’Ndrangheta, quella piovra che arrivava fino a Zurigo

“Cavalli di razza” Le motivazioni della sentenza sulla Locale di Fino. Dimostrati i contatti con la Svizzera per lo spaccio degli stupefacenti

«Non stiamo parlando di un ulteriore gruppo riunito in Locale» che si occupava delle attività in territorio elvetico, «ma della stessa Locale di Fino Mornasco che estendeva la sua operatività» anche in Svizzera, arrivando fino a Zurigo. Una Locale, quella della nostra provincia, che avrebbe aperto attività soprattutto «nel traffico degli stupefacenti che venivano introdotti dall’Italia».

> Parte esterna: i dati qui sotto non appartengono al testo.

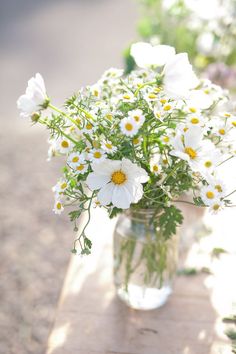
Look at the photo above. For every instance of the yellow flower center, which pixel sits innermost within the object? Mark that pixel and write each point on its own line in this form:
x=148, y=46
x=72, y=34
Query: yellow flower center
x=80, y=167
x=219, y=188
x=128, y=126
x=208, y=164
x=166, y=139
x=190, y=152
x=118, y=177
x=97, y=155
x=75, y=159
x=167, y=108
x=163, y=101
x=89, y=126
x=194, y=120
x=155, y=168
x=222, y=131
x=157, y=89
x=137, y=118
x=135, y=141
x=109, y=116
x=210, y=195
x=152, y=96
x=65, y=144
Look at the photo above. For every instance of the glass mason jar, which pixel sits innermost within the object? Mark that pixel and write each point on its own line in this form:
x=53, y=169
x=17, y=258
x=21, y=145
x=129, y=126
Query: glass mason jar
x=144, y=262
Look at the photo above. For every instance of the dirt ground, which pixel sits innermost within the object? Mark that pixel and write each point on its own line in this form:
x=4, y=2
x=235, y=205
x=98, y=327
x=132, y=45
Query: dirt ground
x=70, y=43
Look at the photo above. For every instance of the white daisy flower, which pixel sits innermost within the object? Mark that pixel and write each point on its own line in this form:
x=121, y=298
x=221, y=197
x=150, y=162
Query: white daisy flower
x=129, y=126
x=127, y=97
x=146, y=55
x=136, y=141
x=95, y=90
x=137, y=115
x=75, y=158
x=60, y=187
x=163, y=108
x=209, y=161
x=88, y=128
x=109, y=147
x=216, y=206
x=189, y=146
x=194, y=119
x=81, y=168
x=218, y=185
x=96, y=155
x=155, y=165
x=35, y=97
x=151, y=96
x=209, y=194
x=222, y=130
x=58, y=207
x=63, y=145
x=118, y=182
x=179, y=77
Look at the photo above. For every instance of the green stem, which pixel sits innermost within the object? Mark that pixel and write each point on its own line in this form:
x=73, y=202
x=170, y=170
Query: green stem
x=63, y=113
x=58, y=130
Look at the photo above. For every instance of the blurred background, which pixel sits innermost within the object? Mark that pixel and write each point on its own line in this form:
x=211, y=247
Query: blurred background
x=71, y=43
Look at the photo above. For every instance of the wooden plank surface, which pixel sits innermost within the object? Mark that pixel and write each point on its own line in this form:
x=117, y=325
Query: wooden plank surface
x=91, y=319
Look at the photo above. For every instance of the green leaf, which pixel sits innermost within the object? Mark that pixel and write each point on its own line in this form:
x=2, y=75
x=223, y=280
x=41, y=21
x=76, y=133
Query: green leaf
x=75, y=214
x=87, y=243
x=169, y=220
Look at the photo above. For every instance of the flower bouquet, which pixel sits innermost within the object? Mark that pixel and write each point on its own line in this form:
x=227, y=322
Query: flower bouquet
x=132, y=145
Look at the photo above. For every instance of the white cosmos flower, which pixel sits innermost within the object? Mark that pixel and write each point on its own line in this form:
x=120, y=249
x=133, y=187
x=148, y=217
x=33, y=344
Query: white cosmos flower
x=118, y=182
x=96, y=155
x=137, y=115
x=146, y=55
x=129, y=126
x=35, y=97
x=63, y=145
x=179, y=77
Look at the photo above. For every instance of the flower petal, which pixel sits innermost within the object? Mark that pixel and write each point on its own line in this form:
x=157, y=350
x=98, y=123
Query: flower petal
x=95, y=181
x=105, y=194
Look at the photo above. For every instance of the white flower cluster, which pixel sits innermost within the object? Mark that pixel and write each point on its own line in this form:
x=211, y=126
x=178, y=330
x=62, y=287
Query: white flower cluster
x=143, y=138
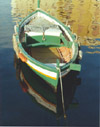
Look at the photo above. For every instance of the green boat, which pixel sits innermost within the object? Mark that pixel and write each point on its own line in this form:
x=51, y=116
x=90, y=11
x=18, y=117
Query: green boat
x=42, y=94
x=47, y=46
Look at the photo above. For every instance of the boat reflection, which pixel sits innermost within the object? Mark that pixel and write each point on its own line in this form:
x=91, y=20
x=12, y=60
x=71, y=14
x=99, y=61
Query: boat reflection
x=44, y=95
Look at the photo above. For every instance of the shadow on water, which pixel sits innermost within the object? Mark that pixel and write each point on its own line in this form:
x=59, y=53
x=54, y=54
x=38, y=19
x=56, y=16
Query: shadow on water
x=43, y=95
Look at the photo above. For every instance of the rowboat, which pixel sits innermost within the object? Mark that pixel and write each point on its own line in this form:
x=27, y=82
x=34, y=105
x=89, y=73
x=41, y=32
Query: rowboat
x=47, y=46
x=41, y=94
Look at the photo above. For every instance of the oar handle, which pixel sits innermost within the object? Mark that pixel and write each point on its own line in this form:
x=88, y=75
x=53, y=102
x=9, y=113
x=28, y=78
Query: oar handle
x=38, y=3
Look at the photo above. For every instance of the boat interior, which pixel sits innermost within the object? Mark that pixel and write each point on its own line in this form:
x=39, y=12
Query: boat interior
x=46, y=42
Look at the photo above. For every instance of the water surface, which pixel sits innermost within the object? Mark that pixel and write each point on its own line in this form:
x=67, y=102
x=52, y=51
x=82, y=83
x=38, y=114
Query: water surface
x=17, y=107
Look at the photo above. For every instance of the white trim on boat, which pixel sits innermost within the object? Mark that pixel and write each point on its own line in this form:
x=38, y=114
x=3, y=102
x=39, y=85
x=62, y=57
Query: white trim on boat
x=45, y=72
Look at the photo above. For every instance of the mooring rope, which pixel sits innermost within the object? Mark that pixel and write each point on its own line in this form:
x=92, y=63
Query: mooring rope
x=62, y=95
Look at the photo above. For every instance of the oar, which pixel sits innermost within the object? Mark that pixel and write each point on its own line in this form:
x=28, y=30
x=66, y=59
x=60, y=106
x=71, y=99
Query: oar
x=62, y=95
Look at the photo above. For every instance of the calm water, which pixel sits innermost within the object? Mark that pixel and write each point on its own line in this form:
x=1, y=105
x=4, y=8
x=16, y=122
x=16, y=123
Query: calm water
x=17, y=107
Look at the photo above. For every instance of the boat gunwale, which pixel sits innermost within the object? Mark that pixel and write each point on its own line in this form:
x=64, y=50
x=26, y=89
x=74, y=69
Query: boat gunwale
x=67, y=65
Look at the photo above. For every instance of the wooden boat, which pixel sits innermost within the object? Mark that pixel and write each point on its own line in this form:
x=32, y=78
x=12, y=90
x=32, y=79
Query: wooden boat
x=42, y=94
x=47, y=46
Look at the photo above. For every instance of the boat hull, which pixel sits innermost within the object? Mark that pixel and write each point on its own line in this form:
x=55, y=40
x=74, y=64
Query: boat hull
x=47, y=73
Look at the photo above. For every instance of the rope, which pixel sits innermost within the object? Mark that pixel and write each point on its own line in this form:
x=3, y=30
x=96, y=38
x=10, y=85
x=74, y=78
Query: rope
x=62, y=94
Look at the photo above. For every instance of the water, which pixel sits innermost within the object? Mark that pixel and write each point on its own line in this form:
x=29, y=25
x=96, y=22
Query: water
x=17, y=107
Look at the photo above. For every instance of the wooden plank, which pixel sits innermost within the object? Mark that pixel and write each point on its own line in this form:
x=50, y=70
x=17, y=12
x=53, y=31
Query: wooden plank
x=45, y=54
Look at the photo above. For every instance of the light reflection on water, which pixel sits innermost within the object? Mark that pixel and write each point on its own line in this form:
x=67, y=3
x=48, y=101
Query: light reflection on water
x=82, y=15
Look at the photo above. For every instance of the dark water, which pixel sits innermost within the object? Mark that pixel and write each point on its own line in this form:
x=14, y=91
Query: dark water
x=17, y=107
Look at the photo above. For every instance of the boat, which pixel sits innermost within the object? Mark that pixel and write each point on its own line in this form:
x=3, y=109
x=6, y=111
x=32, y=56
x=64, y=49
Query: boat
x=42, y=95
x=47, y=46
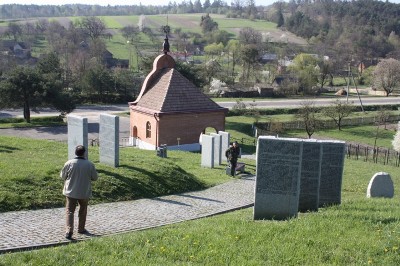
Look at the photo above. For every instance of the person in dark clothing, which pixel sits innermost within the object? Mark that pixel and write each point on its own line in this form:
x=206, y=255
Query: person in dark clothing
x=232, y=154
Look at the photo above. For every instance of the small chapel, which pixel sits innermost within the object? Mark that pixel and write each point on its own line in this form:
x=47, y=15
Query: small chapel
x=170, y=110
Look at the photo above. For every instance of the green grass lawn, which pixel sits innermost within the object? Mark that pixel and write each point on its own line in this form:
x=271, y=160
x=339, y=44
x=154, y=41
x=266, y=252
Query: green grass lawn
x=360, y=231
x=29, y=176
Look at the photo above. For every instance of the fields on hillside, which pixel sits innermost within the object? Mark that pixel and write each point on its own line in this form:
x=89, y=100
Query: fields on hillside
x=186, y=22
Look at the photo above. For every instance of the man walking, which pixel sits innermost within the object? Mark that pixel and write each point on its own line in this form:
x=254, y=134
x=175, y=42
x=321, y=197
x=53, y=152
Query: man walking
x=232, y=154
x=77, y=174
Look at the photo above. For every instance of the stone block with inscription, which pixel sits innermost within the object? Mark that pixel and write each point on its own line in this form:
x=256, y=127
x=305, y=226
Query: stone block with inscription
x=77, y=134
x=380, y=185
x=310, y=176
x=207, y=151
x=278, y=170
x=332, y=164
x=109, y=139
x=217, y=148
x=224, y=142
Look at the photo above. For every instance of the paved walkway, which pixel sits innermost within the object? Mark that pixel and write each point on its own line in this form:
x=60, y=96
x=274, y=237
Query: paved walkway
x=24, y=230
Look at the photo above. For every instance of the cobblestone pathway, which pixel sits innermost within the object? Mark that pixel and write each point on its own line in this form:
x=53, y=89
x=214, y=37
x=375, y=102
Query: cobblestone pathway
x=40, y=228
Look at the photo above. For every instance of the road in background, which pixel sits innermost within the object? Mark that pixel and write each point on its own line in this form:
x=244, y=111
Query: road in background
x=93, y=115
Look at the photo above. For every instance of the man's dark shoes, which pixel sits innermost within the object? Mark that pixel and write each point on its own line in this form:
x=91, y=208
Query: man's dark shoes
x=68, y=236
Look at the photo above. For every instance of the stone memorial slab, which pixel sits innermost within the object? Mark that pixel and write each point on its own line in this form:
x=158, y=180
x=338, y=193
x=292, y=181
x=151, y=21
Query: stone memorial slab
x=278, y=170
x=330, y=187
x=310, y=175
x=226, y=136
x=380, y=185
x=207, y=151
x=77, y=134
x=109, y=139
x=217, y=148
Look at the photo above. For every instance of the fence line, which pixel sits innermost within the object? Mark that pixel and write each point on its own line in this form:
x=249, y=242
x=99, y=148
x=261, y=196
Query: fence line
x=327, y=124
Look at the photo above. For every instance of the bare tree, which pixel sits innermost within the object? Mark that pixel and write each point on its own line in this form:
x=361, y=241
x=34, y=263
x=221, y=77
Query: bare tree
x=94, y=27
x=396, y=139
x=337, y=111
x=307, y=114
x=386, y=75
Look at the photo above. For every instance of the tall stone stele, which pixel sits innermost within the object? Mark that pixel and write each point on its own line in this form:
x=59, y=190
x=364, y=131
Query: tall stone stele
x=278, y=178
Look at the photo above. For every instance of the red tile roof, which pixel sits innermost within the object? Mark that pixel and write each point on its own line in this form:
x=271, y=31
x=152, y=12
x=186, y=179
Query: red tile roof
x=170, y=91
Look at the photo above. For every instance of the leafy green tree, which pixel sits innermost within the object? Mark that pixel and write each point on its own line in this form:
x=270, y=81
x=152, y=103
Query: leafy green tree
x=233, y=52
x=130, y=32
x=306, y=70
x=97, y=83
x=208, y=24
x=54, y=93
x=14, y=30
x=94, y=27
x=249, y=56
x=214, y=50
x=22, y=88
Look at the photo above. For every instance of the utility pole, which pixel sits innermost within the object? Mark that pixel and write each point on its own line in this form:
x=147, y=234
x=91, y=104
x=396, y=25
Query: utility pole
x=350, y=75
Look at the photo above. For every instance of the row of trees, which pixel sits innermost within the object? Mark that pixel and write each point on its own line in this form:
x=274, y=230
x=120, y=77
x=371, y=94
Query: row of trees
x=237, y=8
x=353, y=30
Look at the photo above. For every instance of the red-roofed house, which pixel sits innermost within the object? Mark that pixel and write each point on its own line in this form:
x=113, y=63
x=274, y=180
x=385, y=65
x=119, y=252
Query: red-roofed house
x=171, y=110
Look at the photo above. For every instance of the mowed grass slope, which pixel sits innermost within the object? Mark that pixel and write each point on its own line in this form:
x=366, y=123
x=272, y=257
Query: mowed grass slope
x=29, y=176
x=360, y=231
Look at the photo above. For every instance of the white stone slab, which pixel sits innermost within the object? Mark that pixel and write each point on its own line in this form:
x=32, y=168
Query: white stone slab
x=77, y=134
x=380, y=185
x=207, y=151
x=109, y=139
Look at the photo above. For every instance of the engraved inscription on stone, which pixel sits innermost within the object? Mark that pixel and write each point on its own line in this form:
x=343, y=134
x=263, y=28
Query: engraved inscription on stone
x=207, y=151
x=224, y=142
x=77, y=134
x=278, y=178
x=109, y=139
x=217, y=148
x=310, y=175
x=333, y=153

Ne sono convinti i giudici del Collegio di Como, presieduto da Valeria Costi con a latere Veronica Dal Pozzo e Maria Elisabetta De Benedetto, che hanno dedicato ampio spazio alla questione dei rapporti della Locale di Fino con la Svizzera che era sotto il loro controllo. Almeno undici gli uomini della malavita attivi, con i classici poteri di intimidazione e di controllo del territorio che contraddistinguono le associazioni criminali di stampo mafioso.

Imprenditori e non solo

Le pagine di cui stiamo parlando sono contenute nelle motivazioni della sentenza “Cavalli di Razza”, pubblicate in questi giorni per spiegare i perché delle otto condanne (in Tribunale a Como) per presunte attività illecite legate alla ’ndrangheta che avvenivano nella nostra provincia, soprattutto nell’area di Fino Mornasco, Cadorago, ma anche della Bassa e della Brianza.

Una piovra che aveva imbrigliato e stritolato anche diversi imprenditori del territorio e aziende di grandi dimensioni. Ma tra gli affari della Locale di Fino Mornasco, il più remunerativo era senza dubbio quello nel campo degli stupefacenti con un’area di egemonia che andava anche ben oltre il Confine di Stato, arrivando fino a Zurigo.

Tanto che proprio per le attività di spaccio che erano state portate avanti nei pressi di un bar vicino alla stazione di Zurigo, il boss aveva dovuto fare uno dei suoi interventi per riportare la calma. Alcuni sodali infatti lamentavano il fatto che spacciare vicino al bar – da loro controllato – avrebbe potuto attirare l’occhio delle forze di polizia: «Questi movimenti non li vogliamo», si sente in una intercettazione. E la risposta di quello che per i giudici «era l’unico titolato ad intervenire», ovvero il reggente della Locale in territorio svizzero, fu eloquente: «Se prima non lo facevano, adesso non lo devono fare nemmeno».

Secondo i giudici di Como, nella propaggine elvetica della Locale di Fino Mornasco, sarebbero presenti tutte le caratteristiche tipiche della malavita organizzata: stiamo parlando del già citato «controllo del territorio» e, come abbiamo visto, «della guida degli affari illeciti da parte del capo che dirime i contrasti insorti nel gruppo».

Ma la Locale provvederebbe anche alla «raccolta del denaro per i bisogni economici dei detenuti», circa 1500 euro al mese a famiglia, e pure le «affiliazioni da portare avanti erano ben presenti alle figure di riferimento della Locale di Fino».

Lo sconfinamento

Le indagini hanno anche documentato una delle “mangiate” (organizzate per dirimere le controversie) proprio a Zurigo (il 30 maggio del 2020), mentre generalmente le altre si tenevano in Italia.

Insomma, per il Collegio di Como era «stretto il collegamento tra la Locale di Fino Mornasco e il territorio svizzero», uno «sconfinamento che aveva l’obiettivo di commettere reati-fine» come lo spaccio e che dimostrerebbe senza alcun dubbio «l’operatività della Locale comasca anche sul versante elvetico».